The scandal comes as Covid has wreaked havoc on the state's overcrowded prison system, infecting more than 19,000 incarcerated people and killing 85.

Prosecutors across California are claiming there is a widespread pattern of unemployment benefit fraud involving people locked away behind bars.

They added that California's Employment Development Department added to the problem by not checking unemployment claims against a list of prison inmates, as many other states do.

EDD is working with the US Department of Labor and Office of Inspector General on cross-matching with inmates to identify suspect claims, EDD spokeswoman Loree Levy told CNN. They said there are 58 county jails with additional hundreds of millions of dollars in fraudulent unemployment claims.

Signs of the fraud have apparently popped up in many places, and San Mateo County DA Steve Wagstaffe already charged 21 inmates with defrauding the EDD back in September.

"While we have made improvements, we need to do more", Newsom said.

"In my almost four decades as a prosecutor in this state, I have never seen fraud of this magnitude", Kern County District Attorney Cynthia Zimmer said.

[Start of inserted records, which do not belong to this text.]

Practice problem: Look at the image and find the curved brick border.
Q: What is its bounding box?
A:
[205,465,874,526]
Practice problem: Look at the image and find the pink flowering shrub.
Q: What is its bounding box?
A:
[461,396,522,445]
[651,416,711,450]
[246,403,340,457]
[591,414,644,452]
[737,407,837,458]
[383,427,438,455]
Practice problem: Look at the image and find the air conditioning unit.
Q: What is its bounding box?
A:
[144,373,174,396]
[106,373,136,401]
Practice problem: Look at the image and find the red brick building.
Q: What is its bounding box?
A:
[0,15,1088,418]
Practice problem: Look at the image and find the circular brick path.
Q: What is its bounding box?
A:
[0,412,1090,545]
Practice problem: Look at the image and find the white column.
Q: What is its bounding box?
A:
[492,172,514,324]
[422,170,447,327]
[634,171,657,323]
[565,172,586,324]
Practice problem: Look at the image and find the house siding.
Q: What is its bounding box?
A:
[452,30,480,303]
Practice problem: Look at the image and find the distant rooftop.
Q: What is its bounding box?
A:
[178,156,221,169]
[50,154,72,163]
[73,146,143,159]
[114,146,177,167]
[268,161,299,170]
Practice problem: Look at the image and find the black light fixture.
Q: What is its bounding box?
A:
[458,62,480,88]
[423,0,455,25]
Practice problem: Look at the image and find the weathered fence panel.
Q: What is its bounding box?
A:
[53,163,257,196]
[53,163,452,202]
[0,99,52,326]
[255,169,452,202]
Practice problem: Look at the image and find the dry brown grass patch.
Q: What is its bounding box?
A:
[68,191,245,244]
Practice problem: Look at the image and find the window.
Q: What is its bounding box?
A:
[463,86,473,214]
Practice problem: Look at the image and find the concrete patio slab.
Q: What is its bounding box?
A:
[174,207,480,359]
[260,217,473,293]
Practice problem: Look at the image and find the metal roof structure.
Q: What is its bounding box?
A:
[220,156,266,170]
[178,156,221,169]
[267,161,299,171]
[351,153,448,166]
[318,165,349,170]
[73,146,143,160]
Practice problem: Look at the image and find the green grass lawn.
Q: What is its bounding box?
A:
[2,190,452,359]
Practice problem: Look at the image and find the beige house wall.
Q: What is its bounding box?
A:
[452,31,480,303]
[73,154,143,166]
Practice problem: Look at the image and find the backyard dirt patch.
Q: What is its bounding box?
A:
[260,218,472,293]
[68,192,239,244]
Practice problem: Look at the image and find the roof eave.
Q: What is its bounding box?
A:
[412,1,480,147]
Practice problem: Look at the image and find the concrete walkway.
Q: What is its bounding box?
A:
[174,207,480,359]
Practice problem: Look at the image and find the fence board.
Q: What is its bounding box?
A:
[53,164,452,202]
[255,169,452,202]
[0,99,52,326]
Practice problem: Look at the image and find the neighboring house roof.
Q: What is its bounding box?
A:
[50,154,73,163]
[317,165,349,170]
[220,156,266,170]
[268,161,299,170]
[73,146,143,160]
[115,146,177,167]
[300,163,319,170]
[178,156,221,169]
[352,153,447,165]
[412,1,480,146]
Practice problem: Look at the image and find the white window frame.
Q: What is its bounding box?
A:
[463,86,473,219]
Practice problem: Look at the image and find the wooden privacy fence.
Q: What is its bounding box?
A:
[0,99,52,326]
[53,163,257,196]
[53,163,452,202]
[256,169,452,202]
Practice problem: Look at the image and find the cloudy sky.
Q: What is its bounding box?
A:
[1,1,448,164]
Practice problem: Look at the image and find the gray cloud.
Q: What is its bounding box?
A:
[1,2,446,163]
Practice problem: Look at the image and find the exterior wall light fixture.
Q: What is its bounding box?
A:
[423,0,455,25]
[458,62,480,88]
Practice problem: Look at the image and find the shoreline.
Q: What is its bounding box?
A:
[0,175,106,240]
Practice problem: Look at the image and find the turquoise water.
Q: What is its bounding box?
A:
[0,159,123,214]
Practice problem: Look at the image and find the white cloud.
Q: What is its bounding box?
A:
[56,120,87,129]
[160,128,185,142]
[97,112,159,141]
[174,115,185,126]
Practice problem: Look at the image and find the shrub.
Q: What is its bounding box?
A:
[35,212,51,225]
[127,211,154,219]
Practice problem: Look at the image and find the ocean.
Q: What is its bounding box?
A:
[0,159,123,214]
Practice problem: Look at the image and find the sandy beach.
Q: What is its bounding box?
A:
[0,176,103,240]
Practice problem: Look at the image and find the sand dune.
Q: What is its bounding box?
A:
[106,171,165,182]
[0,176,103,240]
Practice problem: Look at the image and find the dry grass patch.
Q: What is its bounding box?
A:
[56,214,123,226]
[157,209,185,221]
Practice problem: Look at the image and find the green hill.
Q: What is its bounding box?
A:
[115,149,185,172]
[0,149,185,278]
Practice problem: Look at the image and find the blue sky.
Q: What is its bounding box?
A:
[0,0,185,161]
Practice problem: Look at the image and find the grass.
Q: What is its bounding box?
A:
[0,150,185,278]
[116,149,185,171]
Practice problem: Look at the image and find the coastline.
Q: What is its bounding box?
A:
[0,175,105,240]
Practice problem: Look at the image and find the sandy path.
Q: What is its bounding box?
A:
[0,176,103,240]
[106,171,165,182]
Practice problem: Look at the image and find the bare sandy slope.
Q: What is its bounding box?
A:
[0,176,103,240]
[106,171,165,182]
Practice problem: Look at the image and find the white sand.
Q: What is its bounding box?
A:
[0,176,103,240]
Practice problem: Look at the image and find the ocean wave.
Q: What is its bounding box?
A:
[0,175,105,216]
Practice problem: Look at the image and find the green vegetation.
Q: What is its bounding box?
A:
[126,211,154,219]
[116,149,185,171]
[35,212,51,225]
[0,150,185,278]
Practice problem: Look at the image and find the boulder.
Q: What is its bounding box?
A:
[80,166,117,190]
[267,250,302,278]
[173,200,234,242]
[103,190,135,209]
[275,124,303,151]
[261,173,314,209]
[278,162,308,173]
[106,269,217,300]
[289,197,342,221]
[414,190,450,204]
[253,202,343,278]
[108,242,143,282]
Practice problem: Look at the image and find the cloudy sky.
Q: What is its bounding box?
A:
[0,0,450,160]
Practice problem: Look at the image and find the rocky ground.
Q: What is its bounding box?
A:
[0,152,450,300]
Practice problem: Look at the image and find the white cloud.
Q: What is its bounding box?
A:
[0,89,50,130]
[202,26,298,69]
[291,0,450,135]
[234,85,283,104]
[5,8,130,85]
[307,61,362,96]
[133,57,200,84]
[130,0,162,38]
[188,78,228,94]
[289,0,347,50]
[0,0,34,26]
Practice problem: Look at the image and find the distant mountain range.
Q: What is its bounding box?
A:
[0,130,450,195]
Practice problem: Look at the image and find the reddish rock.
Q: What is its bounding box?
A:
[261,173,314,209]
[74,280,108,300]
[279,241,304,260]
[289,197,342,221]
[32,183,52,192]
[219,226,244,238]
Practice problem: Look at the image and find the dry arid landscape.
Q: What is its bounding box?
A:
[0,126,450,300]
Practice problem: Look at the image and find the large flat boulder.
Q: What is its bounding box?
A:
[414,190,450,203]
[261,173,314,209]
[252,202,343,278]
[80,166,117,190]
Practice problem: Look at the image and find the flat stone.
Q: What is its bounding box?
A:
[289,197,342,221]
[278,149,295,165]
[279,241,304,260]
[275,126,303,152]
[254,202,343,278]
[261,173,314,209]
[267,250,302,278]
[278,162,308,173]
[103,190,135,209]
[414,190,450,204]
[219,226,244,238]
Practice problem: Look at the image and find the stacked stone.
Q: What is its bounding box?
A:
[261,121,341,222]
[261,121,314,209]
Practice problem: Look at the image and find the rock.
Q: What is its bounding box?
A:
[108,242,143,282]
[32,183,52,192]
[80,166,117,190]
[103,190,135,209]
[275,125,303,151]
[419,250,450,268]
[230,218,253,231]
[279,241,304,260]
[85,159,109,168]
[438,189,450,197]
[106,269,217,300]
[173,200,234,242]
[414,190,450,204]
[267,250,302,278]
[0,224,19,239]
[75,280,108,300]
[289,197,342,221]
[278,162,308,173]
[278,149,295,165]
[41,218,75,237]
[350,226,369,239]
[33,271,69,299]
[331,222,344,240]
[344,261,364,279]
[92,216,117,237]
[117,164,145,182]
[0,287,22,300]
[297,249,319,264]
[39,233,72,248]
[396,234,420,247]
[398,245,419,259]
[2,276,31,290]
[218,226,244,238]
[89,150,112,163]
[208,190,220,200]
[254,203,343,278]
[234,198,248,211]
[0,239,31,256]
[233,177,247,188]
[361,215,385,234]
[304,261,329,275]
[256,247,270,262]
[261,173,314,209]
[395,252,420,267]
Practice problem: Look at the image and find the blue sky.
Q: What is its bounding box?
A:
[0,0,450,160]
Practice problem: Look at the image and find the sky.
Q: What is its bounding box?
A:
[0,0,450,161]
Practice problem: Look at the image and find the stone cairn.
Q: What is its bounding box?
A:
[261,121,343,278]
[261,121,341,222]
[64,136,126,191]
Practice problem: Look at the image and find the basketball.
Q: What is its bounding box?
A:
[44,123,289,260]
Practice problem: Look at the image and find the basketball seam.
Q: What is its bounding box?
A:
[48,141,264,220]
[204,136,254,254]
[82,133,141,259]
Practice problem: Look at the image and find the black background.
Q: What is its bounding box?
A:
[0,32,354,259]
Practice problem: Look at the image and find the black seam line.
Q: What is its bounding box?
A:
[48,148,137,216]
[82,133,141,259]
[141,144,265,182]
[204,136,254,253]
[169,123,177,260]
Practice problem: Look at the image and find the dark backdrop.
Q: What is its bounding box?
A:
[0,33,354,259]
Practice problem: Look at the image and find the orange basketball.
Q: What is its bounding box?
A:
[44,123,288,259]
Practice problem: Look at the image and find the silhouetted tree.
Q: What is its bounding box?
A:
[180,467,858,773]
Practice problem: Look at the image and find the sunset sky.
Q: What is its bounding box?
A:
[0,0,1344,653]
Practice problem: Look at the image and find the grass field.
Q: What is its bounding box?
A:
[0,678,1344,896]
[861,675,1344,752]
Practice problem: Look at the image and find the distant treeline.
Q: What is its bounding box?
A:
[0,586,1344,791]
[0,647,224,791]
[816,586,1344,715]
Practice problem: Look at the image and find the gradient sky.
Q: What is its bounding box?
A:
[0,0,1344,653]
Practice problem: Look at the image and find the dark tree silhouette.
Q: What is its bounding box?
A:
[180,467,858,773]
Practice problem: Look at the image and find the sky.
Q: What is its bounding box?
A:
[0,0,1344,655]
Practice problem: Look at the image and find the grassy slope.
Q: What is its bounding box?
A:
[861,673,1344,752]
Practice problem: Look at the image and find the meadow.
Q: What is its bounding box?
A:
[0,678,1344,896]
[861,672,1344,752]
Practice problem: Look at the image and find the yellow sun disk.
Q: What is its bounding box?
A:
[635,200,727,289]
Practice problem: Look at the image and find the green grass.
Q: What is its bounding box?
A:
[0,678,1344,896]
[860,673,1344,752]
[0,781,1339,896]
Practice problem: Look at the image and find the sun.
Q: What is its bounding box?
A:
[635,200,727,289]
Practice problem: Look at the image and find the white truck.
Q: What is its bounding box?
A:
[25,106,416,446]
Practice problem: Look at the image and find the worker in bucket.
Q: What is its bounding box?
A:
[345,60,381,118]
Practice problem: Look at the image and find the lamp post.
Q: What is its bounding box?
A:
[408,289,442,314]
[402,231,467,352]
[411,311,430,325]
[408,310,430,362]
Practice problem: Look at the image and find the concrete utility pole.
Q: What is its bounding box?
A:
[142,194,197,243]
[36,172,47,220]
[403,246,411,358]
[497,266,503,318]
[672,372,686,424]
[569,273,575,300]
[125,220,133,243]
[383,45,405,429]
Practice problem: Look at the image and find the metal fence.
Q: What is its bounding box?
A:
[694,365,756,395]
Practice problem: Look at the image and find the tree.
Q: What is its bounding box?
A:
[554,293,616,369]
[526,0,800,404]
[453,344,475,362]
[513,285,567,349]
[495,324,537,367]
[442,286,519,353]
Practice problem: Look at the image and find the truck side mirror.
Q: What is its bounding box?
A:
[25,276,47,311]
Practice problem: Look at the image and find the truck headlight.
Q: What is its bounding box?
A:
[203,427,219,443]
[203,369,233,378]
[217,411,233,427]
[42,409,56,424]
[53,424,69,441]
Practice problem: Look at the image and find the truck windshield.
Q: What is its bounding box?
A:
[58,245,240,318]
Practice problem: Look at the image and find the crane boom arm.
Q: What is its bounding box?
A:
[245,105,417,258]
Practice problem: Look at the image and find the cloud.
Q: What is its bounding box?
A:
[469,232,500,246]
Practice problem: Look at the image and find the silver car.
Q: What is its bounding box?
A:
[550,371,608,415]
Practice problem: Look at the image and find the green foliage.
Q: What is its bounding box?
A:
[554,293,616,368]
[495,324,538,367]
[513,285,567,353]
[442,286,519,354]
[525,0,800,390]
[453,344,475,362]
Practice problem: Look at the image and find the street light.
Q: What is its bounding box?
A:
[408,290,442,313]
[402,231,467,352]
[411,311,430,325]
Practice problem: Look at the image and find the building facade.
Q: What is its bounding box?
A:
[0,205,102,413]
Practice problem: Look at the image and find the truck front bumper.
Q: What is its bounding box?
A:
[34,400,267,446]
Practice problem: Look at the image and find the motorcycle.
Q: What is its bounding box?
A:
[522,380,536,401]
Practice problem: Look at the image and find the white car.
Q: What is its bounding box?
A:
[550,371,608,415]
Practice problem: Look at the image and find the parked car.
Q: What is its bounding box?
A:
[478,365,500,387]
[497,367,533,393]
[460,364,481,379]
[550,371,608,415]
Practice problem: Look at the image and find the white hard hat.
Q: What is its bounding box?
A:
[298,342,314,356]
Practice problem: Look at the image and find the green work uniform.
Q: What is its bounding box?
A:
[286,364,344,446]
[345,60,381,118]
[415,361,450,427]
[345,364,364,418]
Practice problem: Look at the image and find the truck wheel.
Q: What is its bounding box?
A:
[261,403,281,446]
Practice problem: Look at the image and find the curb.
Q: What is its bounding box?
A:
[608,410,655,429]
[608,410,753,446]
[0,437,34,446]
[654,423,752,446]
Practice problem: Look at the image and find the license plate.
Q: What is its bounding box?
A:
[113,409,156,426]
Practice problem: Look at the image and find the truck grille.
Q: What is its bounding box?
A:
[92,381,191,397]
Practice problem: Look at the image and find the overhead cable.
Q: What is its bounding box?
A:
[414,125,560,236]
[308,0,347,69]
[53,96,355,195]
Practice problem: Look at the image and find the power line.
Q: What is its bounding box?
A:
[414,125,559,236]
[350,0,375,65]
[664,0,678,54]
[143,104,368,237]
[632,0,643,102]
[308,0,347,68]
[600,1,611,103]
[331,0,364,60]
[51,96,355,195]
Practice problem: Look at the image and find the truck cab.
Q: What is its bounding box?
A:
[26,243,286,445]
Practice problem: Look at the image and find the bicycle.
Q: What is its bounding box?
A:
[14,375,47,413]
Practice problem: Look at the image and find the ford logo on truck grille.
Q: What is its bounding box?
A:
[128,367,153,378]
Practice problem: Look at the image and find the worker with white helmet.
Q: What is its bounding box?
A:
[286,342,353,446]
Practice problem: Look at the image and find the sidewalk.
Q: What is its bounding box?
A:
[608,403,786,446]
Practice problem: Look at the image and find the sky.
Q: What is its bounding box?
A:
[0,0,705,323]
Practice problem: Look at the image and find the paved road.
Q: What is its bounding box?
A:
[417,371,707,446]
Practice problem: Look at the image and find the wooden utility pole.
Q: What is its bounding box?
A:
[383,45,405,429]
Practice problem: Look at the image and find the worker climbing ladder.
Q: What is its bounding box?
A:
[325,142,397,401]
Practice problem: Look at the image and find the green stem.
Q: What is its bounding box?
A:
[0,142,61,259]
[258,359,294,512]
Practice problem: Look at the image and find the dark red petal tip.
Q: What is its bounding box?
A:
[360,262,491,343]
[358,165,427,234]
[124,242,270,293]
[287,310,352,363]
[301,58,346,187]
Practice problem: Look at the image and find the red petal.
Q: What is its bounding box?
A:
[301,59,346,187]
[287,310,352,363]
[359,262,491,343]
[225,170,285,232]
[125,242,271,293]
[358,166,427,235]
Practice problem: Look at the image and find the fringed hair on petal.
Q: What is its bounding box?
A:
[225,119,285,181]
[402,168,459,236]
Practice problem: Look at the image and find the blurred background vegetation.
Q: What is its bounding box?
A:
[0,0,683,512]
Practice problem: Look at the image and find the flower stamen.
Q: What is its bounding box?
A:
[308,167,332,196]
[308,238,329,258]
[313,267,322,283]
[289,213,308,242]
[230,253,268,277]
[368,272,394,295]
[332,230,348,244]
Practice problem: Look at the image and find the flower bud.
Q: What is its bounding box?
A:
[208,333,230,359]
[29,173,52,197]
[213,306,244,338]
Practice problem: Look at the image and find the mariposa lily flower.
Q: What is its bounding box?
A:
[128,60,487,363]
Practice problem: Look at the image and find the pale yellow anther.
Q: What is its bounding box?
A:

A rash of fraudulent pandemic unemployment claims filed under the names of jail and prison inmates, including more than 100 on death row, has bilked California out of hundreds of millions of dollars, a law enforcement task force said Tuesday.

"And with this fraud means that victims that have been victimized by these inmates aren't getting the restitution that they so deservedly have been owed", said Schubert.

"They are not making any accusations against Scott at all at this point", attorney Pat Harris said.

The investigator ran names through the Employment Development Department and found matches. Investigations are ongoing, but there may be as much as $500 million involved in the fraud in San Mateo alone, Wagstaffe said.

However, inmates have been able to circumvent that process by requesting help from people outside of the prison system. District Attorney Cynthia Zimmer said she anticipates "many, many more".

"This is federal money at the end of the day", Scott said.

The fraud scheme is "rampant" in county jails, too, prosecutors said. He estimated "thousands at federal penitentiaries have likewise undertaken this fraud". Other times, they would use fake names, as well as fake Social Security numbers.

Numerous claims used prisoners' real names, addresses and social security numbers to obtain debit cards sent to homes across California and other U.S. states under pandemic unemployment relief schemes.

Newsom responded with a statement later Tuesday calling the fraud "absolutely unacceptable" and pledging to "direct as many resources as needed to investigate and resolve this issue speedily".